When I was 3 years old, my 12-year-old sister, 2-year-old brother, months-old sister and I were exposed to the foster care system for the first time. My older sister had run away looking for shelter, a cooked meal and safety from abuse. Our mother and the father of my younger siblings and I were both homeless, addicted to drugs and abusive with four children. After shortly being in foster care, my paternal grandparents took in my two younger siblings and I. I grew up with them my entire childhood. Years later, we received two more siblings, who also were later placed under the guardianship of my grandparents.
In my early years of being in guardianship, I learned that it was unconventional, but at an early age I knew that it wasn’t the worst place to be. Over the years, I never felt comfortable with identifying as a foster youth, considering I lived in a house with my five siblings and my grandparents. I grew up in South Central Los Angeles, where I had the same peers from elementary school all the way until high school. I went to family gatherings on holidays and never changed addresses or schools.
Living with my grandparents, I had the option to not identify as a foster youth. I always felt that identifying as a foster youth would take away from the struggles of foster youth who did not have a secure address and family. Out of all of my siblings, only one of us endured the horrors of foster care. From the age of 12 until her emancipation, my oldest sister was placed in several unhealthy foster and group homes. When I saw cases like hers, I would question my identity as a foster youth, and when the cases of my siblings and I were closed and categorized as kinship care, it confused things even more.
Fast forwarding to today, I have reconnected with my oldest sister and we have a great relationship. She owns her experience and never expected that I would be ashamed to have a different experience from her. All in all, I learned that both of our experiences were not the best, but it doesn’t mean one was worse than the other. With this understanding, I have learned how to validate my experiences, both good and bad.

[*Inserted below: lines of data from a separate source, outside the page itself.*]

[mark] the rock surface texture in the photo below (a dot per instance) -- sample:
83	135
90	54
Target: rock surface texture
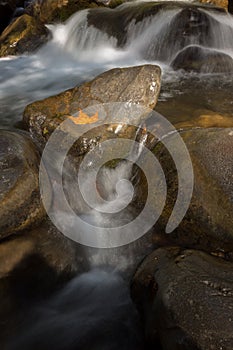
20	203
186	299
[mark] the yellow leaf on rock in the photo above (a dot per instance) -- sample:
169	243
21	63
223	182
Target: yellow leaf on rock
83	118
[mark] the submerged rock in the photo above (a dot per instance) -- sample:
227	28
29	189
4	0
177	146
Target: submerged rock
219	3
33	265
137	85
20	203
208	221
201	60
24	35
186	299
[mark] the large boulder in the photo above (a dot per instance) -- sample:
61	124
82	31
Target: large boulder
201	60
20	203
24	35
33	264
137	85
208	222
185	298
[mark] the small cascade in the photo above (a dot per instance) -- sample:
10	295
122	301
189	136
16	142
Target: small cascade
93	41
155	32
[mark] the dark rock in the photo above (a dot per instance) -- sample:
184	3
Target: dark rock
19	186
186	299
33	265
23	35
7	9
201	60
219	3
187	22
117	85
19	12
50	11
208	221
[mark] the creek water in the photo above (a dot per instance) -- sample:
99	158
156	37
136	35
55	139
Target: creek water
93	41
94	310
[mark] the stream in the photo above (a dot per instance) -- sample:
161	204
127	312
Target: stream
94	310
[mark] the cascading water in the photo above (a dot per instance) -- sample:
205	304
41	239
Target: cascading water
96	40
91	42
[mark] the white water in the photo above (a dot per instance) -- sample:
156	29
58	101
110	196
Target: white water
93	311
78	53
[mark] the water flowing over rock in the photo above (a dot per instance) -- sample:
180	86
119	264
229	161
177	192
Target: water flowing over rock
202	60
50	11
208	221
186	299
34	265
137	85
7	9
24	35
19	186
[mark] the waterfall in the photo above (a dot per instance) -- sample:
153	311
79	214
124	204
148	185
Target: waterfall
95	40
155	37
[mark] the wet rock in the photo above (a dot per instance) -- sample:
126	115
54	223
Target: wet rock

Society teaches us that “typical foster youth” all have the same experiences. For a long time, I played into those stereotypes. It wasn’t until my senior year of high school that I noticed the difficulties I was having transitioning into adulthood. Even then, I learned that foster youth have their experiences at different times in their lives, and the way that I experience trauma may be completely different than others.
I have chosen to share my story so that I can encourage foster youth from all walks of life to validate their experiences. Remember that your past does not define you. Whether you are in foster care, a group home or kinship care, know that you can be successful without feeling like you are taking an opportunity from someone else. Your path is only yours to follow, and you are destined for greatness.